In the paint process itself, where does the time really go?
Honestly, painting is usually the least amount of time I spend. Most of it is masking and measuring and making sure everything’s right. Actually spraying paint is the smallest part.
What’s distinct about Parlee’s approach to paint?
Since I started here, we’ve always offered full custom paint from the factory—whatever your heart desires. We very rarely tell someone no, unless it’s copyright or something that can’t be done.
We’re definitely one of the few—if not the only—brands where straight from the factory you can get your bike fully custom. And I think that’s always resonated with Parlee: it’s for the customer fully.
Do you meet customers? Do you ever see your work in the wild?
I run into people around town riding bikes I painted and we’ll have a conversation. It’s pretty amazing.
It’s funny—my fiancé gets shocked to see I have fans and that people know my work.
Any memorable paint jobs—favorite, wildest, most insane?
Back in the day my manager used to warn me: never paint samples you wouldn’t want to paint on an actual bike.
I didn’t listen. I ended up having to airbrush like 10,000 squares on a bike because I thought it was a good idea. I really liked it, but I would not want to do that paint job again.

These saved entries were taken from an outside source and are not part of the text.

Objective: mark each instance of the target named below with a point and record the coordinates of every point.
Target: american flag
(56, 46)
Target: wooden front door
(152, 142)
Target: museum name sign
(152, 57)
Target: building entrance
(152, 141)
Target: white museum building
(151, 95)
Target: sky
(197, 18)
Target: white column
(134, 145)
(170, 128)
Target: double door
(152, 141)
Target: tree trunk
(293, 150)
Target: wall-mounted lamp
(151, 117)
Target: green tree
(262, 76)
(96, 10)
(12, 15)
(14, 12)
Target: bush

What are you excited about right now—technically, aesthetically, product-wise?
In the last year, having the new Ouray and Taos be raw carbon—that makes me really excited. It opens up paint possibilities.
And the GT work has been amazing. When I started it was all mechanical and external routed bikes. Now it’s internal routing, Di2. It’s nice not dealing with cable routing around paint jobs. It gives you more freedom—like honeycomb. You don’t have to wrap patterns around external routing; you can get a smoother finish. It’s fascinating to see the leaps.
I remember when Parlee made a Prius bike years ago—we were on Good Morning America—because you could shift gears with your mind! So yeah, it’s been amazing seeing how everything progresses.
Raw carbon as a canvas—what does it enable, and what does it demand?
If we’re showing carbon, if there’s anything wrong with it, you really can’t hide it. But it gives you opportunities too: clear coat it and let the carbon show, or hit it with a candy—like candy blue—so you still see the weave but with a tint.
And honestly, even raw carbon with no paint—it looks amazing. It shows off our work. It helps show off all the hard work everyone puts into it.
You’re a North Shore guy. Does it mean anything to be doing this here—Massachusetts—where these bikes are made?
Yeah. This is very much a dream job. I enjoy knowing people are out there riding my bikes.
I have a hard time calling myself an artist, but a lot of people consider me one. That’s a weird disconnect. I was never the best art student. But I took to painting, and I’ve always loved the custom paint world. Put a paintbrush in my hand and I’m not very good. But this—this I love.
What’s the team dynamic like? What’s special about the group?
It’s always been great. Bob and Isabel were amazing to work with. They never made you feel anything less than family.
We’ve carried that mentality: you come to work at Parlee, you become one of us. Bob and Isabel created an amazing company, and I think everyone here is just happy to carry it on.
Parlee is a high-performance bicycle manufacturer headquartered in Beverly, Massachusetts.